Linux Wayland — same, plus ydotool + ydotoold (preferred) or wtype (keyboard only).

Safety & privacy

| Tier | Actions | Behavior | |---|---|---| | Allow | Reading, opening apps, navigation, typing into non-sensitive fields, minimize | Executes immediately | | Confirm | Sends, deletes, purchases, transfers, close-window/quit-app & show-desktop key combos, sensitive apps | Pauses for approval (batch({allowConfirm:true}) to authorize) | | Block | Ctrl+Alt+Del, lock / log-out / force-quit / shutdown key sequences | Refused outright (no path) |

Network isolation. Binds to 127.0.0.1. Verify: netstat -an | findstr 3847 (Windows) / | grep 3847 (Unix).
Bearer-token auth on every HTTP request (~/.clawdcursor/token).
Sensitive-app policy. Email, banking, password managers, private messaging auto-elevate to Confirm.
No telemetry by default. Nothing phones home. Screenshots stay in RAM; with a local model nothing leaves the machine; with a cloud provider, screenshots go only to the endpoint you configured. clawdcursor report is opt-in and previews exactly what it sends.
Prompt-injection defense. Screen text is returned inside <untrusted-screen-content> tags — data, never instructions.
Log privacy. Logs redact password-field values (AXSecureTextField, UIA IsPassword=true).
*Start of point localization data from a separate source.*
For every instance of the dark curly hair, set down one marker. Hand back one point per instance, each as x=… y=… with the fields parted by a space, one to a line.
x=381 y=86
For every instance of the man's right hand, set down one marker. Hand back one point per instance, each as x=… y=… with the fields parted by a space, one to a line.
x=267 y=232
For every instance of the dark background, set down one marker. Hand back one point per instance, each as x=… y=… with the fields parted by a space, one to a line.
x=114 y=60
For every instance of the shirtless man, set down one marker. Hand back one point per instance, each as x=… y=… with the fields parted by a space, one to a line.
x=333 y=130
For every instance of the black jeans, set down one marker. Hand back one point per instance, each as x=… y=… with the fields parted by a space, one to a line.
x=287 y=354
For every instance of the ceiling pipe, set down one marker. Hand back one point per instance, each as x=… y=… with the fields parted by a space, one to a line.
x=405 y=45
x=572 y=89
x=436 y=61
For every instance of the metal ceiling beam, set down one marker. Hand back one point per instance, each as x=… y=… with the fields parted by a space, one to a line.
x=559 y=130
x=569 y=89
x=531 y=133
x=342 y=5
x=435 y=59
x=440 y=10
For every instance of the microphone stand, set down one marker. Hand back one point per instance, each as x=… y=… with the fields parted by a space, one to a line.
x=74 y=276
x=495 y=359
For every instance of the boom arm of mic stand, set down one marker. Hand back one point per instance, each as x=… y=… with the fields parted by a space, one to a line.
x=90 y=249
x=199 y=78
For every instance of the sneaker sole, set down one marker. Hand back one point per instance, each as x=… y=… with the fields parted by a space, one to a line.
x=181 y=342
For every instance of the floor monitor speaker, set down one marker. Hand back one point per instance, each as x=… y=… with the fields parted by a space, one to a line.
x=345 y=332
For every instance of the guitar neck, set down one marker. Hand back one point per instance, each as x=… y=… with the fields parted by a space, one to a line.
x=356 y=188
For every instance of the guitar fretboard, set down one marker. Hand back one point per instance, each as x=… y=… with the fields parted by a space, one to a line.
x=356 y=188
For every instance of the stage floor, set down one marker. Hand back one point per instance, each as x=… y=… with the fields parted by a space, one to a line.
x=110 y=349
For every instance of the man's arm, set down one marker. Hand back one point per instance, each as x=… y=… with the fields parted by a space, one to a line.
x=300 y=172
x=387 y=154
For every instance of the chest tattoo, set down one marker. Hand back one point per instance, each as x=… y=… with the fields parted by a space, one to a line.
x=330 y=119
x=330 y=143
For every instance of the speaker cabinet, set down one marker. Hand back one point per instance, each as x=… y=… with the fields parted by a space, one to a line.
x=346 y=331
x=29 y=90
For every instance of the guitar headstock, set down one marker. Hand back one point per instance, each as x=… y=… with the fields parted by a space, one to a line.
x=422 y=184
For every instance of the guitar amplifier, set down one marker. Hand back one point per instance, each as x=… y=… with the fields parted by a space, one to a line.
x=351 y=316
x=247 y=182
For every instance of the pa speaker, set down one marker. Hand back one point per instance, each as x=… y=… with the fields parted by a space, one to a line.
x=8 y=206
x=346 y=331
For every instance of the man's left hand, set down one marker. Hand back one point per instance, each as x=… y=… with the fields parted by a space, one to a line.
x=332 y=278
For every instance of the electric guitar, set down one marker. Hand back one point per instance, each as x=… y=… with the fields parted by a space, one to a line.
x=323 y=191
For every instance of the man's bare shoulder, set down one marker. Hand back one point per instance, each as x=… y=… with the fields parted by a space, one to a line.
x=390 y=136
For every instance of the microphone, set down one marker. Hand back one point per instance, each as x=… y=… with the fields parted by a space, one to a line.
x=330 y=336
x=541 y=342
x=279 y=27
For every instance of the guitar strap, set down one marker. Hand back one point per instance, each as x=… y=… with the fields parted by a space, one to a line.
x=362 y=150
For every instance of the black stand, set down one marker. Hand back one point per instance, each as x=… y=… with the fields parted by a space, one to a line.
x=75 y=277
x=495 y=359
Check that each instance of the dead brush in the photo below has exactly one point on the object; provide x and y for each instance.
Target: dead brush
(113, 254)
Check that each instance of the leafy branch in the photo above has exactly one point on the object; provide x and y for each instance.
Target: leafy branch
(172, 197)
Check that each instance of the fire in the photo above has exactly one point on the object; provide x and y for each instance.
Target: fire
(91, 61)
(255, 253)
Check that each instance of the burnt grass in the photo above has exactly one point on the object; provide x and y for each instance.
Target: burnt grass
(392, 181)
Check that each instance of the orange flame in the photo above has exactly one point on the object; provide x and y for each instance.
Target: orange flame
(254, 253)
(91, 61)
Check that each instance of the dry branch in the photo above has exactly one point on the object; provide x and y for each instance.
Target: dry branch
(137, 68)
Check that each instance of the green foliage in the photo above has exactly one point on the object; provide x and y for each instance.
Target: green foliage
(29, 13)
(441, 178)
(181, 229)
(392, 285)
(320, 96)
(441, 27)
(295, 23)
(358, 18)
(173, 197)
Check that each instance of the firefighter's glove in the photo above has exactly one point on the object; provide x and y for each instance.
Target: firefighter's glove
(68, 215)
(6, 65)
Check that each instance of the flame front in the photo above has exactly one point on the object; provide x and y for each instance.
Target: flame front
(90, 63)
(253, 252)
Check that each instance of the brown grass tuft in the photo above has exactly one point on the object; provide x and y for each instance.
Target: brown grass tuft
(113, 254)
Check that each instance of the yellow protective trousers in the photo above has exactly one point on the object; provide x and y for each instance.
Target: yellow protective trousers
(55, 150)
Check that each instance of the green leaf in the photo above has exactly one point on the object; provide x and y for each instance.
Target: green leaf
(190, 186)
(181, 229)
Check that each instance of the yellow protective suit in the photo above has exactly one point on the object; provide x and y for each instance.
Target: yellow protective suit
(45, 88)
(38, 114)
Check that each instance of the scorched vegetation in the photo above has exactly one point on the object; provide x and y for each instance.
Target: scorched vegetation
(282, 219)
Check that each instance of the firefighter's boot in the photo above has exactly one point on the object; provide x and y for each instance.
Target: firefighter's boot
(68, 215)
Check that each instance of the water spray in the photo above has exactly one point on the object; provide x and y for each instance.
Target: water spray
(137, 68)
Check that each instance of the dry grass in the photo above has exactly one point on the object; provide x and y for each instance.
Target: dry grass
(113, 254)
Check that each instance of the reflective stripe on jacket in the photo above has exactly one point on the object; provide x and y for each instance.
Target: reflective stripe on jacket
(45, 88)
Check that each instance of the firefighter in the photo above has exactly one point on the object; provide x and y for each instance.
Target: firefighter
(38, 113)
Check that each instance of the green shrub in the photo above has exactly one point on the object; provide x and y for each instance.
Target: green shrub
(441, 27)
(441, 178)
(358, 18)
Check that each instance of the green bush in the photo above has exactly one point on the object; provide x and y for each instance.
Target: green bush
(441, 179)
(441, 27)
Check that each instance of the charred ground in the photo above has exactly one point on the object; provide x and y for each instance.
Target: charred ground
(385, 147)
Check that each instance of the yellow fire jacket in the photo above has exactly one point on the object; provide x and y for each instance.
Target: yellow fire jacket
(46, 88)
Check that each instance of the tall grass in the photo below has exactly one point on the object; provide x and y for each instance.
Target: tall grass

See SECURITY.md for private vulnerability reporting.

Architecture

| Directory | What lives here | |---|---| | src/core/ | Thin agent loop (runAgent), sense layer (a11y / snapshot / fingerprint / UI compiler), reactive verification, focus guard, safety gate. | | src/tools/ | 98 granular tools + 7 compound aggregators + batch, playbooks, registry, dispatch. | | src/platform/ | PlatformAdapter + Windows / macOS / Linux / Wayland, OCR engine, CDP driver, URI handler. | | src/llm/ | Provider clients (Claude, GPT, Gemini, Llama, Kimi, Ollama, …), credentials, model config. | | src/surface/ | CLI, MCP server (stdio + HTTP), dashboard, doctor, onboarding, control banner. |

The PlatformAdapter is the only thing platform code talks to; safety.evaluate() is the only way tools execute. Those two seams are the whole point.

CLI

For humans diagnosing an install. Agents connect via MCP.
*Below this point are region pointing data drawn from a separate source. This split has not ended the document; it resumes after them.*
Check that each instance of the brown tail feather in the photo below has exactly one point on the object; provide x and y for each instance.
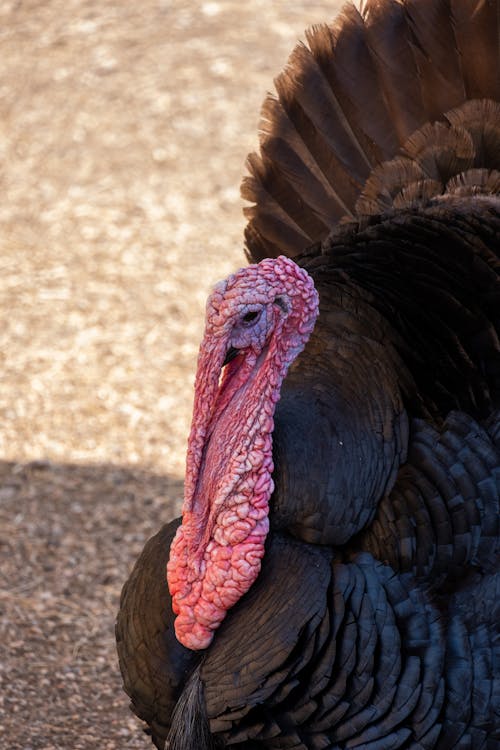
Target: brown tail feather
(368, 89)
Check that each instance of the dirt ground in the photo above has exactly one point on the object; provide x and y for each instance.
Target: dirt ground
(123, 132)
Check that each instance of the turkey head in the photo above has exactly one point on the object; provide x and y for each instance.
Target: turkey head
(257, 322)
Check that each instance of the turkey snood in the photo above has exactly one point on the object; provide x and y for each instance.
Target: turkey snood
(257, 322)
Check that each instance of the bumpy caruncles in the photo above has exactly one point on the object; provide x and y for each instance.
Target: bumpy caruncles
(257, 322)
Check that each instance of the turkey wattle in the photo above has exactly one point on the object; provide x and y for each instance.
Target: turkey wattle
(335, 578)
(257, 322)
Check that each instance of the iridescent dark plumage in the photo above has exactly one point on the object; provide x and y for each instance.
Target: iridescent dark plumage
(374, 621)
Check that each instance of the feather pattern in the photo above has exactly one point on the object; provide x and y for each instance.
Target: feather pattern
(374, 620)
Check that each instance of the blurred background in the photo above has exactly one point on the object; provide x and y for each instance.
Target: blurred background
(124, 129)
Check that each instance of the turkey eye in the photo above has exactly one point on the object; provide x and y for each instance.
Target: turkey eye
(281, 303)
(248, 317)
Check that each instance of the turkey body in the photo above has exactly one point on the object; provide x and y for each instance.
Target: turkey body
(374, 620)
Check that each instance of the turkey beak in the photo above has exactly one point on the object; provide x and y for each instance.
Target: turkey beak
(231, 353)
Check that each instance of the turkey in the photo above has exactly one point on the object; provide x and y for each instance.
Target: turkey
(334, 581)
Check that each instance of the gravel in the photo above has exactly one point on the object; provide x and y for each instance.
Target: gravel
(123, 132)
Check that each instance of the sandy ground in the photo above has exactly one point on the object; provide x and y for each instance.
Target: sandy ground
(123, 132)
clawdcursor consent         Manage desktop-control consent (--accept / --revoke / --status)
clawdcursor grant           Grant macOS permissions (interactive, macOS only)
clawdcursor doctor          Configure the AI provider for `agent` mode (+ diagnostics)
clawdcursor status          Readiness check (consent, permissions, AI config)
clawdcursor mcp             stdio MCP server — editor hosts spawn this; you don't
clawdcursor agent           Daemon: HTTP MCP on :3847, optional built-in thin loop
clawdcursor agent --no-llm  Daemon, tool surface only (no built-in brain)
clawdcursor stop            Stop every running mode
clawdcursor uninstall       Remove all config and data

Options:  --port <n> (default 3847) · --compact · --no-banner · --provider <name> · --accept

Development

git clone https://github.com/AmrDab/clawdcursor.git && cd clawdcursor
npm install
npm run build       # tsc + postbuild  →  dist/surface/cli.js
npm test            # vitest (1,000+ tests)
npm run lint        # eslint
npm link            # global `clawdcursor` shim (Admin shell on Windows)
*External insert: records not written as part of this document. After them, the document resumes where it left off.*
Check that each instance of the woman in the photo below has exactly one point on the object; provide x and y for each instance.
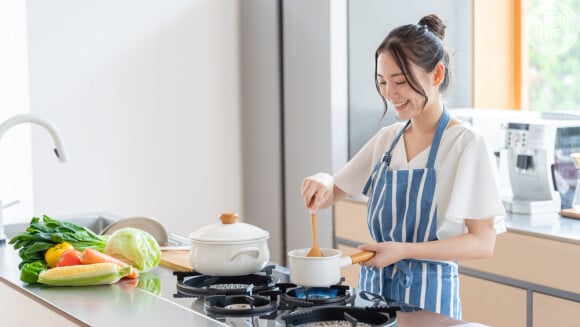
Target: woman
(433, 196)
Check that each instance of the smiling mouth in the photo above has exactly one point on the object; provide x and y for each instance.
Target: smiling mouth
(400, 104)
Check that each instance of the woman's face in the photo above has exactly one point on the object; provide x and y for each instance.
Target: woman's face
(396, 89)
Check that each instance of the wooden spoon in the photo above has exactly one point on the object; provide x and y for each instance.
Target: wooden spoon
(314, 251)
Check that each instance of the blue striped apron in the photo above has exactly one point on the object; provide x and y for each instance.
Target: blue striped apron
(401, 208)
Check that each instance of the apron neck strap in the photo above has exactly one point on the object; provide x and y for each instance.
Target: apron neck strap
(441, 125)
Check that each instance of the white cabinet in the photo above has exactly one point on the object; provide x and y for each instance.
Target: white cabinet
(18, 309)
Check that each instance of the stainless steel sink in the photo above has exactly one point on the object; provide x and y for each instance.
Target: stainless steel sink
(94, 222)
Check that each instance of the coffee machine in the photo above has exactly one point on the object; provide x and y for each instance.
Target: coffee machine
(541, 165)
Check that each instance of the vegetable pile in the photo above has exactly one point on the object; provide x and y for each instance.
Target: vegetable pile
(59, 253)
(43, 234)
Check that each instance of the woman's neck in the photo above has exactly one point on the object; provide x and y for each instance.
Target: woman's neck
(426, 122)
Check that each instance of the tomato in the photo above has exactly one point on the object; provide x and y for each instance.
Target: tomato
(53, 254)
(69, 258)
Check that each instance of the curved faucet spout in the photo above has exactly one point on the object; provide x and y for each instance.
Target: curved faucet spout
(57, 139)
(48, 125)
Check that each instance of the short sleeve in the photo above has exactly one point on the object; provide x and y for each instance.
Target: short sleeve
(352, 177)
(475, 193)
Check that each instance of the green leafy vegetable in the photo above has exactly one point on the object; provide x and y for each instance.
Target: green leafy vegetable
(30, 271)
(41, 235)
(135, 247)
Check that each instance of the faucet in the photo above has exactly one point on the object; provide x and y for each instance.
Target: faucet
(59, 150)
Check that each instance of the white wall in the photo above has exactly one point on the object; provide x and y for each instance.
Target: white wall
(15, 155)
(146, 95)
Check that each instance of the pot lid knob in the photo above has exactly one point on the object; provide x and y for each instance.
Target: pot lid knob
(229, 218)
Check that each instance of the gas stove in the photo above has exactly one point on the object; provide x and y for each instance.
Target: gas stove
(267, 298)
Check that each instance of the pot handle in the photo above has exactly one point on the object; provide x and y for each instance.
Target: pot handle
(356, 258)
(253, 250)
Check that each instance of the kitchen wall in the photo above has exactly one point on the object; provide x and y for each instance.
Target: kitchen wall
(146, 94)
(15, 156)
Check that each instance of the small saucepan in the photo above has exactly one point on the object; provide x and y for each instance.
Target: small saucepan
(321, 271)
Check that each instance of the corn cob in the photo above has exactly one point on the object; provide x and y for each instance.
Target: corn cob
(84, 275)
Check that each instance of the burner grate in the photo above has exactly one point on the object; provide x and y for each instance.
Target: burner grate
(342, 316)
(300, 296)
(191, 284)
(240, 304)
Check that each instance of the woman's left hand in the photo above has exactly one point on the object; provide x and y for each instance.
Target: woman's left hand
(386, 253)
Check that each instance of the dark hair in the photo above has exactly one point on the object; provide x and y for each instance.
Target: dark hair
(421, 44)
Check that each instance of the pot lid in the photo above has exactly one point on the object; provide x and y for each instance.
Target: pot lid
(229, 229)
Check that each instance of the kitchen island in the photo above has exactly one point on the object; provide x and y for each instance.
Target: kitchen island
(151, 303)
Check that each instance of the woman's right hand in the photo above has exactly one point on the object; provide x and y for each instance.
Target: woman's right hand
(317, 191)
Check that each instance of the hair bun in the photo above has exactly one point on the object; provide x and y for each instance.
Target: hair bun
(434, 24)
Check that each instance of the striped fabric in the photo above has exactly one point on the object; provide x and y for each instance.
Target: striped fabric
(401, 209)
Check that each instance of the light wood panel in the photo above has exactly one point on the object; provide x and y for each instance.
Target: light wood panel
(492, 303)
(551, 311)
(533, 259)
(497, 54)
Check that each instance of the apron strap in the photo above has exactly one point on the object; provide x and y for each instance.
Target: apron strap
(441, 125)
(387, 155)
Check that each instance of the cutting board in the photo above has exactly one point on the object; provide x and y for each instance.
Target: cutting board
(176, 260)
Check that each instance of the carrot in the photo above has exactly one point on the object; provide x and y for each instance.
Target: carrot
(93, 256)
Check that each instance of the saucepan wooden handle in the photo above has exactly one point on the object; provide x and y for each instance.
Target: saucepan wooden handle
(361, 256)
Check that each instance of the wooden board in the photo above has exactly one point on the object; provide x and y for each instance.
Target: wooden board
(176, 260)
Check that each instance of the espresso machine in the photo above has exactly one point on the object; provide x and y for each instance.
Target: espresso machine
(542, 170)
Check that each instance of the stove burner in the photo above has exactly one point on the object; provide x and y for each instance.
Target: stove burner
(192, 284)
(314, 296)
(342, 316)
(315, 293)
(240, 304)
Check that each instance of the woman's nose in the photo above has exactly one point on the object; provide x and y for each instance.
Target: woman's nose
(390, 93)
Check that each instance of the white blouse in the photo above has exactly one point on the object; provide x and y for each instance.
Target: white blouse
(467, 184)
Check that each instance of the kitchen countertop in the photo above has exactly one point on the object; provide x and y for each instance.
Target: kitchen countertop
(126, 304)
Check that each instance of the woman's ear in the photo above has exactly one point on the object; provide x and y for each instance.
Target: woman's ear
(439, 74)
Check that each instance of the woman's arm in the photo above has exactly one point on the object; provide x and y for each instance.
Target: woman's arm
(319, 191)
(477, 243)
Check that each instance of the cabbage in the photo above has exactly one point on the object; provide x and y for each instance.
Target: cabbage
(135, 247)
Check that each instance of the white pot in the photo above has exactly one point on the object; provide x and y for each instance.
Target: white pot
(229, 248)
(321, 271)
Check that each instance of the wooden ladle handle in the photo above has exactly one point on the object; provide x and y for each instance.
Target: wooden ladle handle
(361, 256)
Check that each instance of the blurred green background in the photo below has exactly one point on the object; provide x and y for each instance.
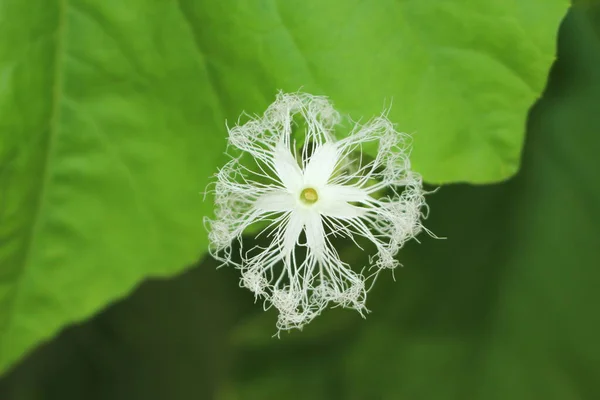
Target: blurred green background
(506, 307)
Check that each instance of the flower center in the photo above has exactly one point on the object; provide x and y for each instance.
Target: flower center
(309, 196)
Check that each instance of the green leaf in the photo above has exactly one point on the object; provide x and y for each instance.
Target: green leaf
(504, 308)
(111, 120)
(459, 74)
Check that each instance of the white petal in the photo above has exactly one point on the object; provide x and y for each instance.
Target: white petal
(292, 232)
(321, 165)
(287, 168)
(277, 200)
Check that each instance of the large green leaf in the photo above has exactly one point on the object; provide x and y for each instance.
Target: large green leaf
(461, 74)
(111, 120)
(505, 308)
(109, 130)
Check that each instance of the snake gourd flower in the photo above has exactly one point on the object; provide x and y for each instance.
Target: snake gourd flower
(305, 196)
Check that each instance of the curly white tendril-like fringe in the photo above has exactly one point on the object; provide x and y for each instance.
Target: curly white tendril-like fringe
(308, 196)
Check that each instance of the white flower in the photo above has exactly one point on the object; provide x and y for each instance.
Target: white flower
(306, 196)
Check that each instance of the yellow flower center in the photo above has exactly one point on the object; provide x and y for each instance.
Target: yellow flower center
(309, 196)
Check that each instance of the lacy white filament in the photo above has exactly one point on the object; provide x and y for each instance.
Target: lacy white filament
(308, 196)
Tests run on Node 20 & 22 against Ubuntu, macOS, and Windows in CI, plus a coverage ratchet, a perf tripwire, and an npm audit gate.

Tech: TypeScript · Node 20+ · nut-js · Playwright · sharp · Express · Model Context Protocol SDK · Zod · commander.

Contributing

PRs welcome — see CONTRIBUTING.md for the dev loop, branch conventions, and the test matrix every change clears. Bugs and features in issues; private security reports via SECURITY.md.

License

MIT — see LICENSE.

Acknowledgments

Built on the Model Context Protocol SDK, nut-js, Playwright, the Anthropic computer_20250124 tool shape, and the AT-SPI / UIA / AX trees that make app-agnostic GUI automation possible at all.